See, the functional languages you'd typically do wackiness like this in, have a feature called "tail call elimination". What that means is, when the compiler sees code's last act being to call itself (and return the result if the function's non-void), it uses the current call's stack frame instead of setting up a new one and does a "jump" instead of a "call" (so the stack space used remains constant). In short, it goes about 90% of the way toward turning tail-recursion into iteration. It could deal with those billion ints without overflowing the stack. (It'd still eventually run out of memory, but assembling a list of a billion ints is going to mess you up memorywise anyway on a 32-bit system.)
Java doesn't do that, in most cases. (It depends on the compiler and runtime, but Oracle's implementation doesn't do it.) Each call to a recursive function eats up a stack frame's worth of memory. Use up too much, and you get a stack overflow. Overflowing the stack all but guarantees the death of the program. So we have to make sure not to do that.
One semi-workaround...lazy evaluation. We still have the stack limitations, but they can be tied to factors we have more control over. We don't have to calculate a million ints just to return 25. :)
So let's build us some lazy-evaluation infrastructure. (This code was tested a while back, but i've modified it quite a bit since then; read the idea, not the syntax errors. :))
// Represents something that can give us instances of OutType.
// We can basically treat this class like a list.
interface Source<OutType> {
public Source<OutType> next();
public OutType value();
}
// Represents an operation that turns an InType into an OutType.
// Note, these can be the same type. We're just flexible like that.

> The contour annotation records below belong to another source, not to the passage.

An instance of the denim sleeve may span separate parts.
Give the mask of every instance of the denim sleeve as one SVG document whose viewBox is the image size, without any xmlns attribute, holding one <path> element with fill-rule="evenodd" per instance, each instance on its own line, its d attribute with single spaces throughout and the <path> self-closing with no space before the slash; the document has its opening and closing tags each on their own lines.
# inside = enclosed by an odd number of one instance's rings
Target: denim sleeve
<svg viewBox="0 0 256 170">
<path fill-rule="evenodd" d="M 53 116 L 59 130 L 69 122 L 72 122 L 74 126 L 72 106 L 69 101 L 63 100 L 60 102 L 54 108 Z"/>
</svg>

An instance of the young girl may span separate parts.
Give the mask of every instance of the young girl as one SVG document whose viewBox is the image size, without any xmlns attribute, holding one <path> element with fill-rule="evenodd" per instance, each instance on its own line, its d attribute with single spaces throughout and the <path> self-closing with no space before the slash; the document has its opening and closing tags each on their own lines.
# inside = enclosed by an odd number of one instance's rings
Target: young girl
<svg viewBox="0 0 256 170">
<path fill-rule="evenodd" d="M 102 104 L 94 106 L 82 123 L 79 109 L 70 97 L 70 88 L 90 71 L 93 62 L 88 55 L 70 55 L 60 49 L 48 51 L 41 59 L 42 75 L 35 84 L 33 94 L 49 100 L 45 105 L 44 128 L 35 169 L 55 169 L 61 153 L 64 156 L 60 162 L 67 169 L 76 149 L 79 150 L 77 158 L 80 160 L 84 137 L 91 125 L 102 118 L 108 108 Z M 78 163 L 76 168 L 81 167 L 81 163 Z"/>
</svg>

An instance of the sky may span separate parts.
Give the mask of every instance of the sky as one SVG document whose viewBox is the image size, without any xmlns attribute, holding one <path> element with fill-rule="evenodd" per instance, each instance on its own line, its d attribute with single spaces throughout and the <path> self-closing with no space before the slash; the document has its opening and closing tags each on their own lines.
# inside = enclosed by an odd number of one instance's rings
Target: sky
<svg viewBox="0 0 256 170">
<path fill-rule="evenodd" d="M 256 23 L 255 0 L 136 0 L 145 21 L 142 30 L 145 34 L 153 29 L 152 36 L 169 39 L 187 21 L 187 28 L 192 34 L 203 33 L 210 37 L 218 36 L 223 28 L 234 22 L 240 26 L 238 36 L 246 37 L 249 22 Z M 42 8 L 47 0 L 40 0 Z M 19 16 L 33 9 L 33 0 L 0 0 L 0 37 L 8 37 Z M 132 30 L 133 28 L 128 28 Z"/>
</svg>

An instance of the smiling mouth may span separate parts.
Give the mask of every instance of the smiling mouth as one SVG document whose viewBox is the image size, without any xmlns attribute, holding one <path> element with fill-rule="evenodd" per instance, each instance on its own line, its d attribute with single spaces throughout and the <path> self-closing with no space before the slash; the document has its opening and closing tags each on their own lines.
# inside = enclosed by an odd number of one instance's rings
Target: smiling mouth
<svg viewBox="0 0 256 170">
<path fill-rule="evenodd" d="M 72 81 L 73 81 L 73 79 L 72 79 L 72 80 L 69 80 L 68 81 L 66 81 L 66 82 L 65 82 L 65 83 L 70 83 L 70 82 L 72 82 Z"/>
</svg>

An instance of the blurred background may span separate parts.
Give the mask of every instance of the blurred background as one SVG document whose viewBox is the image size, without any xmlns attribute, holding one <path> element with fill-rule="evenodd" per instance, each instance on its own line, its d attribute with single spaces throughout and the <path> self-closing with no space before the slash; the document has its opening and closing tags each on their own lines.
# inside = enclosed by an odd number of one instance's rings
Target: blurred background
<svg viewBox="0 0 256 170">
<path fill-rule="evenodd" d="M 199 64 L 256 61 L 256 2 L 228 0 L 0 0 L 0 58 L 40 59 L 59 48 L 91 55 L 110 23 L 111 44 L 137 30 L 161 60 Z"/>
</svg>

interface Transform<InType, OutType> {
public OutType appliedTo(InType input);
}
// Represents an action (as opposed to a function) that can run on
// every element of a sequence.
abstract class Action<InType> {
abstract void doWith(final InType input);
public void doWithEach(final Source<InType> input) {
if (input == null) return;
doWith(input.value());
doWithEach(input.next());
}
}
// A list of Integers.
class Ints implements Source<Integer> {
final Integer value;
final Ints tail;
public Ints(Integer value, Ints rest) {
this.value = value;
this.tail = rest;
}
public Ints(Source<Integer> input) {
this.value = input.value();
this.tail = new Ints(input.next());
}
public Source<Integer> next() { return this.tail; }
public Integer value() { return this.value; }
public static Ints fromArray(Integer[] input) {
return fromArray(input, 0, input.length);
}
public static Ints fromArray(Integer[] input, int start, int end) {
if (end == start || input == null) return null;
return new Ints(input[start], fromArray(input, start + 1, end));
}
}
// An example of the spiff we get by splitting the "iterator" interface
// off. These ints are effectively generated on the fly, as opposed to
// us having to build a huge list. This saves huge amounts of memory
// and CPU time, for the rather common case where the whole sequence
// isn't needed.
class Range implements Source<Integer> {
final int start, end;
public Range(int start, int end) {
this.start = start;
this.end = end;
}
public Integer value() { return start; }
public Source<Integer> next() {
if (start >= end) return null;
return new Range(start + 1, end);
}
}
// This takes each InType of a sequence and turns it into an OutType.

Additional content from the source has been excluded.